In practice ever-closer union may be, if not dead, in cryogenic suspension. But the principle continues to be the driving ideology in Brussels for the simple reason that there is a deep-seated fear that anything else means the death of the EU. This may reflect a problem with the idea of what Europe should be. If your starting position is a perfectly realised end-goal (a truly “United States of Europe”, for instance), compromise can be tolerated only to the extent that it furthers that goal and any adjustment of the goal itself is anathema. Whilst serious reform may be mooted and backed by important figures, it is likely to be trapped between the horns of being mere window dressing and being seen as the compromise that destroyed the dream of Europe.
The UK’s withdrawal has made the situation worse for several reasons. First, there is a belief among some EU leaders that Brexit means that the UK has to be actively punished. If the UK can withdraw on favourable terms and, especially, be served Europe-a-la-carte, this could set a “dangerous” precedent.
Secondly, the UK’s departure will strengthen the true believers given that the UK has long been the loudest, and largest, advocate of both Euro-scepticism and alternative approaches to Europe. Whilst the former has been better known in recent years, the latter has played a key (and probably more important) role in keeping the centralising federalists in check. It is worth noting that the creation of the Single Market was primarily driven by the UK. This was once characterised as the “looser, larger, Europe” vision, that sought to expand the EU and, without being against integration, allowed for more flexibility and less regulation. Such views do continue to exist, but without the UK the balance will be radically shifted in favour of the centralisers, opposed only by nationalists seeking to undermine the EU completely.
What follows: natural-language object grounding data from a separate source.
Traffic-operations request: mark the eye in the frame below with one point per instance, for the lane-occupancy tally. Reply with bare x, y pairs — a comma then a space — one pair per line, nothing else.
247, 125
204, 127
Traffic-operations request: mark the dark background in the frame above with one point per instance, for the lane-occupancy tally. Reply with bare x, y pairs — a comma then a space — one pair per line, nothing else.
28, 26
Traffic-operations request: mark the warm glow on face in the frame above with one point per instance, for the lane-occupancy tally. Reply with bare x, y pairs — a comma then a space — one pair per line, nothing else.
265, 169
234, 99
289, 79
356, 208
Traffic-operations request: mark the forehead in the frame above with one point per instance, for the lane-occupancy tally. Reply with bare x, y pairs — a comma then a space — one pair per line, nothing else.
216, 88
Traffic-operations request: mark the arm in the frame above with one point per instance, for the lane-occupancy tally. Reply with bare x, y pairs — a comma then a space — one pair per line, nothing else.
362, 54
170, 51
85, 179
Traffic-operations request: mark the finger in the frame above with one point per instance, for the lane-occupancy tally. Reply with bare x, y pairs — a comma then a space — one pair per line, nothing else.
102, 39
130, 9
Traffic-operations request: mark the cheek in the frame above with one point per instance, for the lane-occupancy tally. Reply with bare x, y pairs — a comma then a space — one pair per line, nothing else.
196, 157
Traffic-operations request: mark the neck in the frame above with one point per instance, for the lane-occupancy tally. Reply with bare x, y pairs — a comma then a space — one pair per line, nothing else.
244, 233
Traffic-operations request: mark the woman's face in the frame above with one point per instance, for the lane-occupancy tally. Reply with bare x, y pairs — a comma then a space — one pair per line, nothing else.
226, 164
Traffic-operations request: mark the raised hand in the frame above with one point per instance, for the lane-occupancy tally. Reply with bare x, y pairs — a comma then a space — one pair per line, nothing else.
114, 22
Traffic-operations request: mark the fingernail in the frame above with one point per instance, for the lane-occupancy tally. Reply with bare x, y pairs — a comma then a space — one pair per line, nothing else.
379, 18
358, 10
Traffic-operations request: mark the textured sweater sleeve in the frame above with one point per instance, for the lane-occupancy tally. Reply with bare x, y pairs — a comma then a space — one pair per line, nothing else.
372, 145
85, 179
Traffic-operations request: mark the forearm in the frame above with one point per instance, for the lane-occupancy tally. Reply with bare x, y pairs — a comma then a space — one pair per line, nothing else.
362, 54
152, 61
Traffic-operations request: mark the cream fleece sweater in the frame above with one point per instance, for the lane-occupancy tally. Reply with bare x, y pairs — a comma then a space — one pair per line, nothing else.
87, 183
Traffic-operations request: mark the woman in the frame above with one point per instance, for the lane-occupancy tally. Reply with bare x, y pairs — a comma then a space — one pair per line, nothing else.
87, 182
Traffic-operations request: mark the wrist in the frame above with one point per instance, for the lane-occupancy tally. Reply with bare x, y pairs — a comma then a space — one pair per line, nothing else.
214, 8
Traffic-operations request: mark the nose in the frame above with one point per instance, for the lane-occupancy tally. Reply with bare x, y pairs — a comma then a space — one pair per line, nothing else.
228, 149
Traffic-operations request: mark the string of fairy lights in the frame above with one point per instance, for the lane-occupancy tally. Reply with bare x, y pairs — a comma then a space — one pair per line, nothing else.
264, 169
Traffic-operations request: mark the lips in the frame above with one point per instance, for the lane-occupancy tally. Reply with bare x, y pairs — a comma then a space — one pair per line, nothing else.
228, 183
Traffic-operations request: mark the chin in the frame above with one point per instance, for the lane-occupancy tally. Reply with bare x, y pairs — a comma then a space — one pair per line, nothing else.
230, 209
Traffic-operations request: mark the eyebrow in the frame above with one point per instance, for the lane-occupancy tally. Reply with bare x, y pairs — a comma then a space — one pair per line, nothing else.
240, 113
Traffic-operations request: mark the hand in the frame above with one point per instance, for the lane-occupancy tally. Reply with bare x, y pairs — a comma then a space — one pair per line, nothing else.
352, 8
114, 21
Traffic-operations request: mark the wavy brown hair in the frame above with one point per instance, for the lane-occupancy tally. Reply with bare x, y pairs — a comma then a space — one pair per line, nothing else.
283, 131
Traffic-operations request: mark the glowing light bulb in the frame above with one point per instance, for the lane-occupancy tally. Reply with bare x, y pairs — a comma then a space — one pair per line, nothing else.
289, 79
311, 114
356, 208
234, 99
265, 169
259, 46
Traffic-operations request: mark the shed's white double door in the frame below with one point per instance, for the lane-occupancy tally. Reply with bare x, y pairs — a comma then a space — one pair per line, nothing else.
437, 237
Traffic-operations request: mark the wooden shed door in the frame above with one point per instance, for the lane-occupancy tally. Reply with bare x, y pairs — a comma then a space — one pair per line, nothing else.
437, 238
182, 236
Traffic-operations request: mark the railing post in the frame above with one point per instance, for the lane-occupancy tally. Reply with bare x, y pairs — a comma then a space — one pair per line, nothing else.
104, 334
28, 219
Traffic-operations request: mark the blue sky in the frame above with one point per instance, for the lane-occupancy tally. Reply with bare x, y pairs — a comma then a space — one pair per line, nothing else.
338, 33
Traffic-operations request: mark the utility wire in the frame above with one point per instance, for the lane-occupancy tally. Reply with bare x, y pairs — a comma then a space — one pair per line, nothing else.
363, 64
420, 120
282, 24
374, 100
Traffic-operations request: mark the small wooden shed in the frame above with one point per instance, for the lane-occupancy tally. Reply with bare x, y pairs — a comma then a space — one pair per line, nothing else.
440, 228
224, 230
Thirdly, to the extent that a more varied EU emerges from the next few years, the absence of the UK will mean that it looks much more like a tiered system of a core Eurozone (plus maybe Sweden) and outsiders or even second class Member States. This would mean a ‘multi-speed’ EU, which remained premised on the idea that everyone was heading to the same eventual goal, even if they did so at their own pace. Had the UK still been a Member State, the balance between core and periphery would not have been as extreme, and long-term variable geometry could have been viable.
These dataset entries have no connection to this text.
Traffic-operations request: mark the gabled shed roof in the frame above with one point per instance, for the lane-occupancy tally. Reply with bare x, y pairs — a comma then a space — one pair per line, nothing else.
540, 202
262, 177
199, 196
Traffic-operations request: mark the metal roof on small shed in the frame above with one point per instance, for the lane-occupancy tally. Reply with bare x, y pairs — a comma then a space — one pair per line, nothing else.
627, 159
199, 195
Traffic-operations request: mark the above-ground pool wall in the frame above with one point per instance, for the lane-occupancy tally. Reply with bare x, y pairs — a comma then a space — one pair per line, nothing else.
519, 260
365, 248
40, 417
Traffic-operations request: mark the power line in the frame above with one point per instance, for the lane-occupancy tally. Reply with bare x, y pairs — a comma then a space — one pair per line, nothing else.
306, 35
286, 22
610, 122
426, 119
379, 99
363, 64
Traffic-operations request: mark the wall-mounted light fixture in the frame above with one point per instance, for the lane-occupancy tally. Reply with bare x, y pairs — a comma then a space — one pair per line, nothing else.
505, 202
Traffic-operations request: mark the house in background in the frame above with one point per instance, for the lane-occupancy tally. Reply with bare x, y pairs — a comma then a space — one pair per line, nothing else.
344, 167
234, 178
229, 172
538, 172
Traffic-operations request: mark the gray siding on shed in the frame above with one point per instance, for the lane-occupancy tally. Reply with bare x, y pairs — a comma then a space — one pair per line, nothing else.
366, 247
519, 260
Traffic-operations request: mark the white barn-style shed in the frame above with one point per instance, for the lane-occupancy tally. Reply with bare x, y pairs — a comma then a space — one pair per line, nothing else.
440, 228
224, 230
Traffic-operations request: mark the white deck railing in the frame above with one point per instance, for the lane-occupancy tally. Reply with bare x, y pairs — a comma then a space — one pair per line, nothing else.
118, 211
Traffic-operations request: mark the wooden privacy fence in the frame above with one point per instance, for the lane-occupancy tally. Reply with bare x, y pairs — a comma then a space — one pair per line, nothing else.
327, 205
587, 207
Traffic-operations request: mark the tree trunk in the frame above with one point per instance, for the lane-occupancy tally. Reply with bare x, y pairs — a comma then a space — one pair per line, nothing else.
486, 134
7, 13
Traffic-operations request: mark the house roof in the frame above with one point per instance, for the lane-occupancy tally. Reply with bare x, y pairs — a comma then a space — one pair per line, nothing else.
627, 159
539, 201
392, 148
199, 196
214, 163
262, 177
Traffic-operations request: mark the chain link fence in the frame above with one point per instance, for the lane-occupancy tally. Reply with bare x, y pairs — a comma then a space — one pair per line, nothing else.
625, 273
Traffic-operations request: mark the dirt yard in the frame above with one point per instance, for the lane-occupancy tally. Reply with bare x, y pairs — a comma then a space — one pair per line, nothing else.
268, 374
Admittedly, were the UK to remain a member of the European Economic Area, this could still hold to some degree, with periphery members having membership terms that in some ways resembled the relationship with EEA members more than the membership terms of core members, and the UK bolstering the EEA to act as a counterweight to the influence of the Eurozone. As it is, though, this will almost certainly not happen, given the seemingly intractable conflict between the EU’s recalcitrant refusal to let the UK have its cake and eat it and the UK’s monomaniacal fixation on ending freedom of movement at any cost.
Where do we go now?
Ultimately, despite short-run setbacks, the EU is likely to remain defined by the drive towards uniform integration. This is unlikely to do much to ameliorate nationalist and populist opposition and could well inflame and normalise it in the medium term. This is not to say that the EU will inevitably collapse. Absent a radical shock, such as Marine Le Penn taking the French Presidency, it probably won’t.
Nevertheless, ploughing on towards ever-closer union regardless of the response and the consequences will do much towards, ironically, entrenching divisions and instability across Europe. And an EU that continues to face stymied reforms, constant resentment and resistance, and a persistent nationalism epidemic will find itself continually unable to tackle the problems that surround it.